Disseram-me que, ao puxar o caiaque ao longo de uma estrada, eu deveria manter a vela levantada para ficar o mais visível possível para o tráfego que se aproximava. Esse foi um conselho muito bom. O trânsito era intenso e, em ambas as direções, havia caminhões madeireiros subindo e descendo a estrada de duas pistas em alta velocidade. O acostamento não era tão largo e mais de uma vez eu puxei para a grama quando os veículos maiores passaram. Eu tinha imagens na minha cabeça da época em que um caminhão de 18 rodas me destruiu enquanto eu andava de bicicleta no deserto da Califórnia; daquela vez, escapei com vida por um centímetro com apenas um corte profundo na nádega e não quis repetir a experiência. Talvez a estranha circunstância de ver alguém puxando um barco alto e seco ao longo de uma estrada rural como uma baleia fora d'água fosse estranha o suficiente para fazer a maioria dos motoristas diminuir a velocidade e manter distância.


Cheguei às cabines por volta das 16h30, o que foi um bom momento, pois me disseram por telefone que se eu chegasse depois das 18h não haveria ninguém para me receber. “Você realmente veio de caiaque”, disse a recepcionista.

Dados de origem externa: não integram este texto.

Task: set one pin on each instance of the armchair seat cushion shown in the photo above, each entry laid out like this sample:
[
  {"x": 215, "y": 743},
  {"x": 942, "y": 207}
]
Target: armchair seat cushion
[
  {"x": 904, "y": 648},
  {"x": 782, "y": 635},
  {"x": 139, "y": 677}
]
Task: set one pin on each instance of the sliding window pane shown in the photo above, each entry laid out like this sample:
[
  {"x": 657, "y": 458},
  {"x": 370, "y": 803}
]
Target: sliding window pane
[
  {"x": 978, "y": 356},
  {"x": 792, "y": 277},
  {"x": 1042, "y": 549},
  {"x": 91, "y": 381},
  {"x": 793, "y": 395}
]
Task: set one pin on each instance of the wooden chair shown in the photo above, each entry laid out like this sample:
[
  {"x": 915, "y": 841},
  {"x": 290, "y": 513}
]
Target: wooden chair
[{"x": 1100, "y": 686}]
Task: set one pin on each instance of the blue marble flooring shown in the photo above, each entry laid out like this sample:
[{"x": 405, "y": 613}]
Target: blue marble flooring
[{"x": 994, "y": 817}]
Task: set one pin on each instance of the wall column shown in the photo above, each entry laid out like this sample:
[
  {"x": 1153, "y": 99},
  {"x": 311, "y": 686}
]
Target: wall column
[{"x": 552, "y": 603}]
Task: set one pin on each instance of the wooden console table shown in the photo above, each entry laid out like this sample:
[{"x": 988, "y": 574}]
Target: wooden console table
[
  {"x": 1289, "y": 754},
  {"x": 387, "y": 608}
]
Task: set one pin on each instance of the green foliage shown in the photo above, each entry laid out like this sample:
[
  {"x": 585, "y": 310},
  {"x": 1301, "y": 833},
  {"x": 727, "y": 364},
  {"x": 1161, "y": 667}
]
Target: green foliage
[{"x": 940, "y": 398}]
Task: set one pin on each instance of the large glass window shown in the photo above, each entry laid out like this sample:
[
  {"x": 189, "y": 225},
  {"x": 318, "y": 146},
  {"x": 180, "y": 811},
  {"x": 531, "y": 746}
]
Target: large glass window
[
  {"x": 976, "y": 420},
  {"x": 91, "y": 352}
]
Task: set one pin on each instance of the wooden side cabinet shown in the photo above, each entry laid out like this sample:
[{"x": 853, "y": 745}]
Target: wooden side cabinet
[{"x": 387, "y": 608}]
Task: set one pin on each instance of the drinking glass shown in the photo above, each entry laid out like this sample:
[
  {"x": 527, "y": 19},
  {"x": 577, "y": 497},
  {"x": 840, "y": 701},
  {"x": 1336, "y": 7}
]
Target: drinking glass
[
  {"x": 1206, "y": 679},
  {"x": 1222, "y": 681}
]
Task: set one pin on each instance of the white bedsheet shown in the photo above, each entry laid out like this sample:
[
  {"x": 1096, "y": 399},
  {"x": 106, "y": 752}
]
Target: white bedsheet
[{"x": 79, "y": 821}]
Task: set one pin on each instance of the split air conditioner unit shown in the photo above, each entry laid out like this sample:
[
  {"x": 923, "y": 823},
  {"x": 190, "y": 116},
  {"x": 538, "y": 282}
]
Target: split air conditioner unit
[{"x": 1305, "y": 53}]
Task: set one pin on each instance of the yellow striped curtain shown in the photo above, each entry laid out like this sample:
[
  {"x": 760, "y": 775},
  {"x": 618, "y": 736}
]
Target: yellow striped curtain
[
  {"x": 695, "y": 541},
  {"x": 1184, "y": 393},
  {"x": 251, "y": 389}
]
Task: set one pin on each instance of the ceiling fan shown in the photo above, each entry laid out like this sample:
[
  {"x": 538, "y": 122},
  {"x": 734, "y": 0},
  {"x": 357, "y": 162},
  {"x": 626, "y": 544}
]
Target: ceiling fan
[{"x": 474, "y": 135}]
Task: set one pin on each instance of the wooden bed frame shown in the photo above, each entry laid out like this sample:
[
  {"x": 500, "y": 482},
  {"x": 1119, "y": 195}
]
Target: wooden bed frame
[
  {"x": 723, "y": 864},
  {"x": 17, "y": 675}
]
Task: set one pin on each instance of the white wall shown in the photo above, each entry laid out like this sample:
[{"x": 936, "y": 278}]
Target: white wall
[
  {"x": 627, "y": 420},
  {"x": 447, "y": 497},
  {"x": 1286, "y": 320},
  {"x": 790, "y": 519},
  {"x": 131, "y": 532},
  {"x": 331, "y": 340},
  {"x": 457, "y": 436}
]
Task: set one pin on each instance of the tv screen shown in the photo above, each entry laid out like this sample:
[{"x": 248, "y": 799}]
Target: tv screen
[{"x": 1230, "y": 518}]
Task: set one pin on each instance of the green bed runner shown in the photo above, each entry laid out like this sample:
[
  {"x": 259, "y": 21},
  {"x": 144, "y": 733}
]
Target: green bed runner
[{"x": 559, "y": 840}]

Ela estava ansiosa para conversar e me perguntar sobre onde eu tinha estado até agora nesta aventura. Quando eu disse a ela que era do Brasil, isso realmente despertou seu interesse. Ela me contou sobre suas esperanças de um dia se mudar para o Rio de Janeiro, onde ela ouviu que os locais são super amigáveis com estrangeiros e adorariam aprender português. Pensei se deveria apagar seus sonhos com o respingo frio da realidade; o conselho número um que os brasileiros dão aos estrangeiros no Rio é como minimizar suas chances de se envolver em um assalto à mão armada. Em vez disso, cedi às suas fantasias; Eu disse a ela que o Rio é de fato a cidade mais bonita da Terra, uma espécie de paraíso onde São Francisco encontra o Parque Nacional de Yosemite e atapetado por palmeiras exuberantes em uma praia. Tecnicamente não é mentira, mas a verdade é que a situação do Rio é  mais parecida com a de uma bela mulher casada com um violento espancador. Você quer ajudá-la a sair do relacionamento abusivo, mas ela não consegue evitar.